God’s Roller Coaster

roller coasterAuthors aren’t unique in finding their chosen field a bit of a roller coaster ride. I think everyone faces ups and downs. But let me tell you, the first few weeks of being a “published” author will give you vertigo.

Positive reviews from readers and national publications equal incredible highs. Negative reviews from readers and national publications equal ego-shattering lows. Someone you don’t even know writes the sweetest blog post and obviously “gets” what you are trying to say. Then someone you don’t even know suggests that if you’re going to call your book a romance you ought to include some actual romance.

You rocket into the valleys and tunnels and just when you think the ride must be over someone calls you their new favorite author. It’s kind of exhausting. And you kind of want to get off the ride, but as scary as it is, it’s also exhilarating.

I’m just really, really thankful that I’m ultimately writing for that audience of one. And God can use even my worst writing to accomplish his goals. Actually, I think he might be more likely to use my worst junk just so I’ll know for sure and certain it’s him and not me.

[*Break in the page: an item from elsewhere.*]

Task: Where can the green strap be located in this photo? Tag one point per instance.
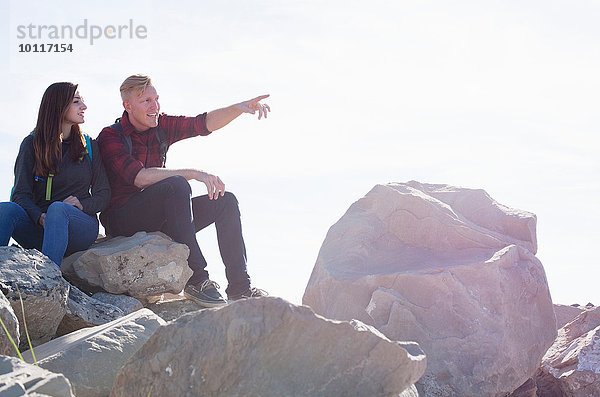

Earlier this week, my Facebook author page passed 900 likes. Whoa! That’s a lot, right? The roller coaster clicked up the hill. So I checked Debbie Macomber’s page. Um, that would be 205,000+ likes. Francine Rivers’ page has a mere 177,000+. Guess that wasn’t a hill so much as a bump.

Then I took a hammer and chisel to the third novel in the Appalachian Blessings series–that would be the first manuscript I completed. And just when I thought the stupid, dark tunnel of bad writing was permanent, a new writer friend messaged me on Facebook with encouragement. Seems most of us author-types are convinced we’ve forgotten how to write every now and then.

That’s why I don’t mind riding this roller coaster–I’m not riding it alone. God knows every twist, turn, mountaintop high, and stomach-churning drop. And he’s sent me angels disguised as friends to hold my hand when I get scared.

Thanks, friends.





Published by Sarah Loudin Thomas

Author, wife, child of God.

10 thoughts on “God’s Roller Coaster

  1. Boy, howdy! When I clicked “show images” and that roller coaster picture popped up, I about lost my breakfast. I love your attitude; it calms my mother bear urge to throttle any negative review writers!

  2. FYI, a lady at our church here in Roanoke bought “Miracle” on my recommendation, and loved it. She wants to know when the next one is coming out! I’m reading it now, and enjoying it very much–and not only because I’m mentioned in the Acknowledgements. Thanks! What a nice surprise! I didn’t know it until my friend here told me :)!

  3. Oh girl, thank you for being so transparent during your journey! This is just around the next turn for me, and your wise counsel is helping me prepare my heart for the roller coaster!! I just had an experience this weekend where a young woman asked me about my book and the premise behiind it. I gave my “pitch” and she just stared at me with a blank look like it was the dumbest thing she had ever heard. Ugh. Thanks for the encouragement this morning! ❤

  4. Sandra Bullock had some fairly pertinent advice when she said, “Never Google yourself.” I will keep that in mind when the time comes. Make sure you put your hands up when you get to the top of the rise, and always make sure your seat belt is securely fastened because those loop the loops of the publishing world can really throw you around!

  5. This was the encouragement I needed today. Thank you, Sarah! I only have “157” likes … 🙂 Working on my first novel for middle grade … it’s been fun, but now that I’m editing, sometimes I get a little discouraged. I read the last chapter to my husband last night … and he started telling me what my next book should be in the series! Ha! That was encouraging. Now, I’m reading it on my iPad … just a different format. It’s coming together, and sometimes I feel a little hopeful. Anyway, it helps to know even established writers feel a little defeated … we press on.